My code and the "dream illustriation" are provided below:
data <- structure(list(year = c(2019, 2019, 2019, 2019, 2019, 2019, 2019,
2019, 2019, 2019, 2019, 2019, 2019, 2019, 2019, 2019, 2019, 2019,
2019, 2019, 2019, 2019, 2019, 2019, 2019, 2019, 2019, 2022, 2022,
2022, 2022, 2022, 2022, 2022, 2022, 2022, 2022, 2022, 2022, 2022,
2022, 2022, 2022, 2022, 2022, 2022, 2022, 2022, 2022, 2022, 2022,
2022, 2022, 2022), country = c("USA", "USA", "USA", "USA", "USA",
"USA", "USA", "USA", "USA", "Nepal", "Nepal", "Nepal", "Nepal",
"Nepal", "Nepal", "Nepal", "Nepal", "Nepal", "Japan", "Japan",
"Japan", "Japan", "Japan", "Japan", "Japan", "Japan", "Japan",
"USA", "USA", "USA", "USA", "USA", "USA", "USA", "USA", "USA",
"Nepal", "Nepal", "Nepal", "Nepal", "Nepal", "Nepal", "Nepal",
"Nepal", "Nepal", "Japan", "Japan", "Japan", "Japan", "Japan",
"Japan", "Japan", "Japan", "Japan"), location = c("province",
"province", "province", "small town", "small town", "small town",
"city", "city", "city", "province", "province", "province", "small town",
"small town", "small town", "city", "city", "city", "province",
"province", "province", "small town", "small town", "small town",
"city", "city", "city", "province", "province", "province", "small town",
"small town", "small town", "city", "city", "city", "province",
"province", "province", "small town", "small town", "small town",
"city", "city", "city", "province", "province", "province", "small town",
"small town", "small town", "city", "city", "city"), gender = c("male",
"female", "divers", "male", "female", "divers", "male", "female",
"divers", "male", "female", "divers", "male", "female", "divers",
"male", "female", "divers", "male", "female", "divers", "male",
"female", "divers", "male", "female", "divers", "male", "female",
"divers", "male", "female", "divers", "male", "female", "divers",
"male", "female", "divers", "male", "female", "divers", "male",
"female", "divers", "male", "female", "divers", "male", "female",
"divers", "male", "female", "divers"), quantity = c(6, 5, 1,
7, 7, 2, 15, 18, 4, 4, 8, 0, 5, 6, 1, 11, 12, 4, 9, 4, 3, 8,
8, 1, 16, 13, 0, 7, 5, 0, 6, 4, 2, 18, 17, 2, 5, 7, 0, 6, 6,
2, 14, 10, 1, 5, 6, 1, 6, 4, 2, 14, 10, 5), total = c(12, NA,
NA, 16, NA, NA, 37, NA, NA, 12, NA, NA, 12, NA, NA, 27, NA, NA,
16, NA, NA, 17, NA, NA, 29, NA, NA, 12, NA, NA, 12, NA, NA, 37,
NA, NA, 12, NA, NA, 14, NA, NA, 25, NA, NA, 12, NA, NA, 12, NA,
NA, 29, NA, NA)), class = c("tbl_df", "tbl", "data.frame"), row.names = c(NA,
-54L))
data <- data %>%
mutate(across(year, factor, levels = c("2019","2022"))) %>%
mutate(across(country, factor, levels = c("USA", "Nepal", "Japan"))) %>%
mutate(across(location, factor, levels = c("province", "small town", "city"))) %>%
mutate(across(gender, factor, levels = c("male", "female", "divers")))

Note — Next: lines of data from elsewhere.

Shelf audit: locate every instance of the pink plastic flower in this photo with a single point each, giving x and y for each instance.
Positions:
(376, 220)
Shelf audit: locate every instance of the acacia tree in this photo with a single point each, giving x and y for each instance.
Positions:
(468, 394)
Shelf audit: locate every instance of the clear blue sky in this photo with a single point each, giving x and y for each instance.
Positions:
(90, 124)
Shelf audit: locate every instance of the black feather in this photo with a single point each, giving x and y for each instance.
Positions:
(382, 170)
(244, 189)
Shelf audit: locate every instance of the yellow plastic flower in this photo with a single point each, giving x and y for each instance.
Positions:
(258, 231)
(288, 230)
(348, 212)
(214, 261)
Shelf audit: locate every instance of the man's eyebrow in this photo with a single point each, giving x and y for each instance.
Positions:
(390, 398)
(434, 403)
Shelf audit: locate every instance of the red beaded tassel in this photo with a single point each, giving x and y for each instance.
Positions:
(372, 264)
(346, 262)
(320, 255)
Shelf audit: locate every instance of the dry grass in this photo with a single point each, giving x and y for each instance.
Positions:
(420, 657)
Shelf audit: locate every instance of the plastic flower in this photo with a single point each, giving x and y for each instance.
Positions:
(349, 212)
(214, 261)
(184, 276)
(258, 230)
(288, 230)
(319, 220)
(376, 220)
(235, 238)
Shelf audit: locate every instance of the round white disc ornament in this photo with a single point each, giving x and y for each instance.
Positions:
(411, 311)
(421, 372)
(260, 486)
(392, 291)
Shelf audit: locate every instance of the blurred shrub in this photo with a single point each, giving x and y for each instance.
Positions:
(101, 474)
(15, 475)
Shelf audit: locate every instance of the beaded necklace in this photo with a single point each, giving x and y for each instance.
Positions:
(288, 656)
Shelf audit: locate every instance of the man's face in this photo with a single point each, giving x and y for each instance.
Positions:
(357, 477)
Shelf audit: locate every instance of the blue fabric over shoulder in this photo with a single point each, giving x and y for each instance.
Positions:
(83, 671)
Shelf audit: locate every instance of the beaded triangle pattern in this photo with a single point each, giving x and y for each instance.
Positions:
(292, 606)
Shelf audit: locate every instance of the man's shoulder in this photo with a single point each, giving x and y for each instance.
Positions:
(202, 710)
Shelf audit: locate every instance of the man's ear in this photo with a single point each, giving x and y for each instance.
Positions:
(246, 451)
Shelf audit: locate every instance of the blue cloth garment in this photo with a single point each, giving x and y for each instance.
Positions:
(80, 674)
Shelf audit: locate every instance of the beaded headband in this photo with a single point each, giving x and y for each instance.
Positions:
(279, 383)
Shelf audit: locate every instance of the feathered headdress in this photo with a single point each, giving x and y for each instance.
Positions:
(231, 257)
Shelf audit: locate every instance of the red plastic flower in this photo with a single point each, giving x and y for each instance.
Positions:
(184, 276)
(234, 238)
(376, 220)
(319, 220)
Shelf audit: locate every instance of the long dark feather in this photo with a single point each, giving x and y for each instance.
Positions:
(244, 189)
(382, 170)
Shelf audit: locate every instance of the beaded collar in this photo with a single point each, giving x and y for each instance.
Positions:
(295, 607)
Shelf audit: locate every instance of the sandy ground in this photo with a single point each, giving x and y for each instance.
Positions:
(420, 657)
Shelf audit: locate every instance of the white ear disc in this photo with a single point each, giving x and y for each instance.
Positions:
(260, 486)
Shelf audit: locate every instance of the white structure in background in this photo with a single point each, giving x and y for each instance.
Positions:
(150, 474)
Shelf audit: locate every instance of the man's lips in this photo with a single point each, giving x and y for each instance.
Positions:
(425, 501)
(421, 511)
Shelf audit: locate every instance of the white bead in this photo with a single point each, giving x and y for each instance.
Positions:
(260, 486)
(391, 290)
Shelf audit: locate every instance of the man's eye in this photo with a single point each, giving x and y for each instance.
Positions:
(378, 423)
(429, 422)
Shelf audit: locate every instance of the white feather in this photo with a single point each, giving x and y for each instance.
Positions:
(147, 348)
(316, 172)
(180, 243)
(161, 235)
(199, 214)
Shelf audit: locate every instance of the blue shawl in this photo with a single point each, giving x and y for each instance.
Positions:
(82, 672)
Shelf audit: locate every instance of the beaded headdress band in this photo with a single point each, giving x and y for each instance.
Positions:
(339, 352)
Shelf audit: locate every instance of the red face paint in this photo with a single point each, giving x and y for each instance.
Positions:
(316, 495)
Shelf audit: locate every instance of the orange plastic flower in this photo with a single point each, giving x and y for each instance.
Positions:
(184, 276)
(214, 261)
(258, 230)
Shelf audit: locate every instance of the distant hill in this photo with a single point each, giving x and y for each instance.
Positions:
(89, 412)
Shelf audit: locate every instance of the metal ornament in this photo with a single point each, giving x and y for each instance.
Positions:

ggplot(data, aes(y = total, x = location, fill = country)) +
geom_col(position = position_dodge(width = 0.5), size = .5, width = .5) +
labs(x = "Year", y = "Count") +
scale_y_continuous(expand = c(0, 0), limits = c(0, 40), breaks = seq(0, 40, by = 10)) +
scale_fill_manual(values = c("blue", "green", "red"), name = "Country") +
scale_color_manual(values = c("black", "black", "black")) +
facet_grid(rows = vars(country), cols = vars(year)) +
theme(panel.background = element_rect(fill = "white"),
panel.spacing = unit(.7, "cm"),
strip.background = element_blank(),
panel.border = element_rect(fill = "transparent", colour = "black"),
strip.text = element_text(size = 14),
axis.text = element_text(size = 12, colour="black"),
axis.title = element_text(size = 14, colour = "black"),
legend.position = "bottom",
legend.background = element_rect(fill = "white"),
legend.text = element_text(size = 12),
legend.title = element_text(size = 14))
ggplot(data, aes(y = quantity, x = location)) +
ggpattern::geom_col_pattern(aes(pattern = gender),
# this
pattern_key_scale_factor = 0.3,
colour = 'black',
fill = 'white',
position = position_stack()) +
theme(legend.key.size = unit(0.5, 'cm')) +
...
You may want to experiment with the scale parameters and the size of your output to get the stripes to be the scale you want.